Developers live in their editors. As agents become capable enough to write and refactor code, they should work natively inside those environments.
That’s why JetBrains and Zed are co-developing ACP, the Agent Communication Protocol. ACP gives agents and editors a shared language, so any agent can read context, take actions, and respond intelligently without bespoke wiring for every tool.
Why it matters
Every protocol that’s reshaped development (LSP for language tools, MCP for AI context) works the same way: define the standard once, unlock the ecosystem.

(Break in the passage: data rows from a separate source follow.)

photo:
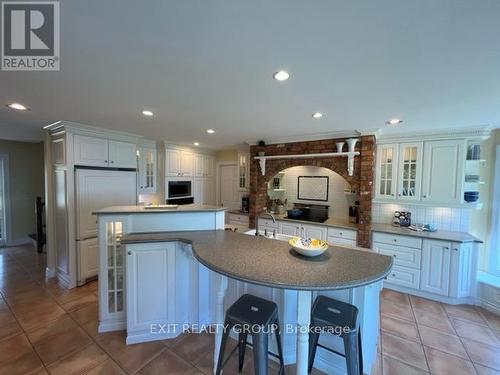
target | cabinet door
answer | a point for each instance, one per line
(172, 162)
(147, 170)
(150, 279)
(208, 191)
(198, 190)
(410, 171)
(462, 270)
(435, 267)
(187, 163)
(199, 165)
(122, 154)
(88, 263)
(314, 231)
(90, 151)
(387, 155)
(443, 172)
(289, 228)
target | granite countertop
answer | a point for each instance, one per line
(143, 210)
(238, 212)
(273, 263)
(330, 222)
(438, 235)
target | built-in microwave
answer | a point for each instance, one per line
(179, 189)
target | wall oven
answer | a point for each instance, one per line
(179, 189)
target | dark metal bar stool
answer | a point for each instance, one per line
(251, 315)
(341, 318)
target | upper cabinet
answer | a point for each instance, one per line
(91, 151)
(386, 171)
(443, 171)
(147, 169)
(100, 152)
(430, 172)
(409, 171)
(178, 162)
(243, 170)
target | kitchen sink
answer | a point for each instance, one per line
(279, 237)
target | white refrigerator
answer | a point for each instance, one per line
(95, 189)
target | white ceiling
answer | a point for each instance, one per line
(209, 64)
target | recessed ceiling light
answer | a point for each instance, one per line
(394, 122)
(17, 106)
(281, 75)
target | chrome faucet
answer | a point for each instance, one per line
(270, 215)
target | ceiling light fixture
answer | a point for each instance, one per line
(281, 75)
(394, 122)
(17, 106)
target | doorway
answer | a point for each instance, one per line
(4, 200)
(228, 186)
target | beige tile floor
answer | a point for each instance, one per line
(45, 328)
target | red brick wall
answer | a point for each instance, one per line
(361, 181)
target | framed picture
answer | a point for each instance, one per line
(313, 188)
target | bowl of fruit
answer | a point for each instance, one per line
(309, 247)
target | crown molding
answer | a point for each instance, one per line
(480, 133)
(92, 131)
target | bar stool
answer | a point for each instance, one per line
(257, 317)
(342, 318)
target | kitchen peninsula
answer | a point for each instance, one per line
(181, 270)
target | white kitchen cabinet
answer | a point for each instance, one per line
(208, 191)
(410, 171)
(122, 154)
(387, 156)
(151, 287)
(172, 162)
(90, 151)
(147, 170)
(463, 264)
(443, 171)
(435, 275)
(187, 163)
(289, 228)
(88, 259)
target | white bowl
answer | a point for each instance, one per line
(308, 247)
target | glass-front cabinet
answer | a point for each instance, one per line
(386, 171)
(410, 171)
(399, 171)
(111, 272)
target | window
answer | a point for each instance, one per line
(494, 265)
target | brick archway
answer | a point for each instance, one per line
(361, 181)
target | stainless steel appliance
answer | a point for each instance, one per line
(179, 189)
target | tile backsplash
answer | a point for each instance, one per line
(445, 218)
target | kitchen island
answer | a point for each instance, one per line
(169, 287)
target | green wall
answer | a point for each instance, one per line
(26, 182)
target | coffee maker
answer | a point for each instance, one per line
(245, 204)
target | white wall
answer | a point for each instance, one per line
(337, 200)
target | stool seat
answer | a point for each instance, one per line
(253, 310)
(330, 313)
(256, 317)
(335, 313)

ACP does this for the editor itself. Write an agent that speaks ACP, and it works in JetBrains, Zed, or anywhere else that adopts the protocol.
Docker’s contribution
Docker’s cagent, an open-source multi-agent runtime, already supports ACP, alongside Claude Code, Codex CLI, and Gemini CLI. Agents built with cagent can run in any ACP-compatible IDE, like JetBrains, immediately.
We’ve also shipped Dynamic MCPs, letting agents discover and compose tools at runtime, surfaced directly in the editor where developers work.
What’s next
ACP is early, but the direction is clear. As agents embed deeper into workflows, the winners will be tools that interoperate. Open standards let everyone build on shared foundations instead of custom glue.
Docker will continue investing in ACP and standards that make development faster, more open, and more secure. When code, context, and automation converge, shared protocols ensure we move forward together.